Meet TSO’s Newest Brass Players JoAnn Lamolino, Trumpet and Mike Mesner, Horn

by Tucson Symphony
Meet TSO’s Newest Brass Players JoAnn Lamolino, Trumpet and Mike Mesner, Horn

At what age did you start playing music and what was your first instrument?

JoAnn: I started playing the trumpet when I was 9 in my 4th grade band in Paramus, New Jersey.

Mike: I started playing music when I was about 6 or 7. My dad taught me a few songs to play with him on the piano. I did the typical school recorder classes in 4th grade, and then chose trumpet when starting band in 5th grade. The person who came to do instrument demos at the end of 4th grade played the Star Wars theme on the trumpet mouthpiece, and I just had to pick that one! In my freshman year of high school, I switched to Horn because I wanted to join the mellophone section in my school’s marching band.

What/who inspired you to pursue music professionally?

JoAnn: I was inspired to pursue a career in music when I went to Carnegie Hall to see my friend play in the New York Youth Symphony. I remember thinking, “these kids are my age, and they get to play here. I want to play here too.”  Six months later I auditioned and got in. Then I started going to NY Philharmonic concerts with my friends. That was the end, I was hooked!

Mike: My original plan was to become a band teacher. Though I absolutely love teaching music, when I got to the end of my undergraduate degree in Music Education, I decided that I wanted to see just how far I could push my technical and musical skills on the instrument. Things then snowballed from there, and here I am!

What’s the best piece of musical advice you’ve ever received?

JoAnn: Work hard, be humble and enjoy the process.

Mike: Horn players are like the tightrope walkers of the orchestra. We play a famously finicky instrument that makes playing with accuracy and consistency pretty tricky. As a young horn player trying to grapple with clean note entrances, a teacher of mine once told me that if I went into a note thinking that I might chip it, then I would chip it more often. So, I had to learn to approach each entrance with as much confidence as I could, even if I was feeling the exact opposite. Lo and behold, it worked! My accuracy shot way up, leading to actual confidence. Who would have thought that “fake it till you make it” could actually work!?

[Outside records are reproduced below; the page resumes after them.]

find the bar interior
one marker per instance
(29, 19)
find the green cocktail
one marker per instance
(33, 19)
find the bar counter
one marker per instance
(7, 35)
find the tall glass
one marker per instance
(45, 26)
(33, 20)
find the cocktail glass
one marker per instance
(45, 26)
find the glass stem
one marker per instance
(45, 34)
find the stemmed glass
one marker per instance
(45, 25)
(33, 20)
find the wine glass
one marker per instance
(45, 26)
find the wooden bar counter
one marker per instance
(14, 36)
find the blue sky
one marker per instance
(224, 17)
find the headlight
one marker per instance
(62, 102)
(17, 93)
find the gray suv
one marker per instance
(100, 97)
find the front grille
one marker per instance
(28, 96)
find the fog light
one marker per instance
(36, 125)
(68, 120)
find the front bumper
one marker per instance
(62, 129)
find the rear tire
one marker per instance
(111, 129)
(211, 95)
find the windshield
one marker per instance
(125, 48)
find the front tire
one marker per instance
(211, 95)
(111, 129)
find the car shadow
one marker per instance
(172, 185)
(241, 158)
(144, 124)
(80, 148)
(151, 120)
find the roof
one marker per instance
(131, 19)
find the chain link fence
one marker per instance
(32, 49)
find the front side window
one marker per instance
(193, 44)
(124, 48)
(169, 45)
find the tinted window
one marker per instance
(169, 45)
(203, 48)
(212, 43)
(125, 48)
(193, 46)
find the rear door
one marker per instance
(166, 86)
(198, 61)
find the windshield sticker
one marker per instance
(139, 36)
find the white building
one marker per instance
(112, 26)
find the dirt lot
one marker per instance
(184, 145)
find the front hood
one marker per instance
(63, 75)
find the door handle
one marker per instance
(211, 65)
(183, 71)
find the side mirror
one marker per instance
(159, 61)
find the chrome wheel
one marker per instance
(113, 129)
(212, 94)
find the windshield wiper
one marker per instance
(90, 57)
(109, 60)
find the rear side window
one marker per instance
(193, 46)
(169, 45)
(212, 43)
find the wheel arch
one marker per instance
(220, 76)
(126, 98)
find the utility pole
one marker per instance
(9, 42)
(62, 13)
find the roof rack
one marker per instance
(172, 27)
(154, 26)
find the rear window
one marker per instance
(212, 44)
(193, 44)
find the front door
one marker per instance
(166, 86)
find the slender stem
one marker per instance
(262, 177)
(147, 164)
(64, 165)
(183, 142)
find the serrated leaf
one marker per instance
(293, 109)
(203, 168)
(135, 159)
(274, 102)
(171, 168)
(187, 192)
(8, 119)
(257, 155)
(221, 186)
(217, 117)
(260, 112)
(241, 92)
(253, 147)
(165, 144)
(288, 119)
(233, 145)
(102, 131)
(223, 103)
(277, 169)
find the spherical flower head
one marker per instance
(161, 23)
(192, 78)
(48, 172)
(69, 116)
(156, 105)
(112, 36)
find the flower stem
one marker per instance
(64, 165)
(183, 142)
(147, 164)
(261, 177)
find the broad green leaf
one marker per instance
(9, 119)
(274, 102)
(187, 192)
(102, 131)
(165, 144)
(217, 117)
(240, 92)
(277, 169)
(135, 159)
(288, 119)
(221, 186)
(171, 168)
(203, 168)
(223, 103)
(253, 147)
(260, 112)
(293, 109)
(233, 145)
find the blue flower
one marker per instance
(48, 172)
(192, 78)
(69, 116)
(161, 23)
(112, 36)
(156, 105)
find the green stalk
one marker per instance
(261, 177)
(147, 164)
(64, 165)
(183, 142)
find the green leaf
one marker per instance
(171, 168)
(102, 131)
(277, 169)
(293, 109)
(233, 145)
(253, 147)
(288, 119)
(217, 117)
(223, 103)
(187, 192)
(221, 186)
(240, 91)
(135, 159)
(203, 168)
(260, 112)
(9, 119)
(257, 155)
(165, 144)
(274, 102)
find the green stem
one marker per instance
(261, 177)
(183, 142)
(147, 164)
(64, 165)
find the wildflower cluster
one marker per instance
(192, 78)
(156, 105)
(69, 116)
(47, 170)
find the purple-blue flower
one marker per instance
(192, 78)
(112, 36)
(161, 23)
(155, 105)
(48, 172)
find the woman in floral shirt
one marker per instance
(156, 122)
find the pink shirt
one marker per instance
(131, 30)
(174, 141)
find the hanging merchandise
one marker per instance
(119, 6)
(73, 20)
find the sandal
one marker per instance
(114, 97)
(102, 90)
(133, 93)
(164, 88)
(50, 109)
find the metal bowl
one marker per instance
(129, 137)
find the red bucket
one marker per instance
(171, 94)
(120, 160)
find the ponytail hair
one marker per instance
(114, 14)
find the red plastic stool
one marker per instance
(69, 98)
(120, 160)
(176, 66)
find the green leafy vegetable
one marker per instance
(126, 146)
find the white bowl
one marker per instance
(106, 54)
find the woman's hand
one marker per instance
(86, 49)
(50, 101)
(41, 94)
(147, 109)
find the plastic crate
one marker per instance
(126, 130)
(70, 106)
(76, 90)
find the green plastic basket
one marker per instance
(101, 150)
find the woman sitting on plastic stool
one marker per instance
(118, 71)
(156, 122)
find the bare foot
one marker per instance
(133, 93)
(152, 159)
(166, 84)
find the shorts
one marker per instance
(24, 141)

What do you love about the trumpet/horn in general and your instrument in particular?

JoAnn: I love how the trumpet colors can be used in many different musical contexts from fanfares to sensitive lyrical playing, to jazz and even as an extension of the percussion section in earlier Classical symphonies.

Mike: I love the Horn’s flexibility within classical music. We can blend well with every major section of the orchestra and serve as the glue that can bind two sections with vastly different tone qualities. This is also reflected in the many different forms of chamber music that Horn can participate in. From brass and wind quintets, lovely pieces for horn and strings like the Mozart quintet and Brahms trio, all the way to large horn choirs, it’s all very rewarding to be able to play.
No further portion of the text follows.